The obvious will of Vladimir Putin to re-create the Russian Empire as outlined in his speech sounds not only alarming to the older generations but revives traumatic memories when many of the small countries in the region were either attacked or subjugated by the Kremlin. Tanks rolling into Kyiv bring back images of the Soviet army on the stress of Prague in 1968 as well as the brutal suppression of the Hungarian Uprising in 1956, among other bloody defeats of protests in Poland. (Again, Serbia is an outlier here, where the comparison made domestically is with the 1999 NATO bombing). Even some of the strongest apologists of the Kremlin such as Viktor Orbán of Hungary and Miloš Zeman, the Czech President, quickly swerved on their positions and renounced Vladimir Putin, whom they defended until a few days prior to the invasion. Even in traditionally Russophile Bulgaria, popularity of Putin dropped from 58% to 32% (still too high a number) between March 2020 and March 2022. Paradoxically, the direct attack on a sovereign country has re-united Eastern Europe against the Kremlin.

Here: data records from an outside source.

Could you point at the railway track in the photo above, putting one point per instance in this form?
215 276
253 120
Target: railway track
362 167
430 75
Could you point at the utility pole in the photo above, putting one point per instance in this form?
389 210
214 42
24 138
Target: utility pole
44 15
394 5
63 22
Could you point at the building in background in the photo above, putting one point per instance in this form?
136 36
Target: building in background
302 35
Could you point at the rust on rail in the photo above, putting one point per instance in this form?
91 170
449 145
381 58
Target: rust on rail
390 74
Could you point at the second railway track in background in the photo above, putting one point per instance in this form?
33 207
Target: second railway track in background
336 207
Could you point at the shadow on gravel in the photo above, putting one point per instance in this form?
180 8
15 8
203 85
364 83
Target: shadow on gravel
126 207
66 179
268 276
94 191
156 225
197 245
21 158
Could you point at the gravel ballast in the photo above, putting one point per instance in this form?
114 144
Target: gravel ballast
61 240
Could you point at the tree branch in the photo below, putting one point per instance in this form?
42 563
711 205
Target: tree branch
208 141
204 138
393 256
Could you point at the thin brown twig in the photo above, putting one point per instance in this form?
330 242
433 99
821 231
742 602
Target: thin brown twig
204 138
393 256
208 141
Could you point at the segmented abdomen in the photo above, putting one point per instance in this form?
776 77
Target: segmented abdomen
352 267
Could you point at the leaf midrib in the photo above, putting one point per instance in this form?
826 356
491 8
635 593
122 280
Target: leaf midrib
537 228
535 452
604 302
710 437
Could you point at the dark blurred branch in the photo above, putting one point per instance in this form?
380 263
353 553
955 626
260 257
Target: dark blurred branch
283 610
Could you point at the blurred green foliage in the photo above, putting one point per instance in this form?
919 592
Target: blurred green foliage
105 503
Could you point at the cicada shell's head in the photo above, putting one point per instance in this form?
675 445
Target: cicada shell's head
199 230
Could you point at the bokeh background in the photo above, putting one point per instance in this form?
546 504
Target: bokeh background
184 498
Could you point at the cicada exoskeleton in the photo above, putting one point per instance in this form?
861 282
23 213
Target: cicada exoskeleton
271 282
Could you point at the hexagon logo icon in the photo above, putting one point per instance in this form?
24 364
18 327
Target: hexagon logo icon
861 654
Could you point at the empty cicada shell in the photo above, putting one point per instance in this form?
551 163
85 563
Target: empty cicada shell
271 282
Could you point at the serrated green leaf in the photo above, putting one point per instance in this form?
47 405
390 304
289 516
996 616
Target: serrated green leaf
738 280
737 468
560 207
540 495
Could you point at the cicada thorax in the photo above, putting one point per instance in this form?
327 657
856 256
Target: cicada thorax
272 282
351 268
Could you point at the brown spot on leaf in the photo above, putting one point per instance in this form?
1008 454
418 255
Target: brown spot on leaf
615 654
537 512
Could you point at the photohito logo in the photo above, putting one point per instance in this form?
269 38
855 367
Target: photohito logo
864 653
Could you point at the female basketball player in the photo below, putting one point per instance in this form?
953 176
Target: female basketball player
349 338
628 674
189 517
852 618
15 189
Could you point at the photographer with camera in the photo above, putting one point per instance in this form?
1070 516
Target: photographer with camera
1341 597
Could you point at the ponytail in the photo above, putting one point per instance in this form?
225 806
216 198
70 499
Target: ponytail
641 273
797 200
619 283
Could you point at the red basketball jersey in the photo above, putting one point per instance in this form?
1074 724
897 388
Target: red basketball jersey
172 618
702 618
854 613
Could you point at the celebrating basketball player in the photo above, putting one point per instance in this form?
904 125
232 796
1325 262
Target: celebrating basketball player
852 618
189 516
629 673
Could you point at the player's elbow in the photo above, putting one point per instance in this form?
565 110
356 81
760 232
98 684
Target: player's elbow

Sadly, the Global South argument of racializing and orientalizing refugees rings true too. According to the 2018 Pew Research, only 12% of Czechs, 21% of Hungarians and 33% of Poles would be willing to accept a Muslim as a family member in contrast to 80% of Swedes and 66% of French. European Value Survey data also shows how anti-Muslim sentiment has grown since 2015. (There are higher levels of tolerance in the Western Balkans due to its own Muslim population). A Eurobarometer survey from 2019 showed that compared to Western Europe, EU member states in the east are, unfortunately, more racist. As some research suggests, “the most tolerant Eastern European country would be one of the more intolerant countries if compared to the Western European countries”. It is indeed hard to imagine the same enthusiasm to shelter Muslim refugees by the majority of the local populations.

It is clearly difficult to overgeneralize about the ‘eastern’ welcome of refugees as there is a great variation across eastern Europe. However, there are some common empathy mobilizers, and a dehumanizer in the case of orientalizing refugees, that need to be set in the wider historical context. The general sense of familiarity, déjà vu, and premonition that Ukraine may be just the beginning of something much larger holds more weight in explaining the opening of homes and hearts than arguments about a ‘European’ war and white refugees. Having said that, othering non-white and non-Christian refugees has been rather common too. There has been fear of the unknown wars and refugees from countries that east Europeans perceive as remote and, unfortunately, learn close to nothing about. But this time around, fear has mobilized in a different way. There is a palpable sense of fear of the Kremlin across most of the region based on some historical and personal experiences and empathy with those fleeing a naked invasion. The recent U-turn in refugee welcome must be applauded and perceived as a regional response to a menacing threat even if we cannot lose sight of the underlying racial and orientalizing undertones of the refugee empathy mobilization across the region.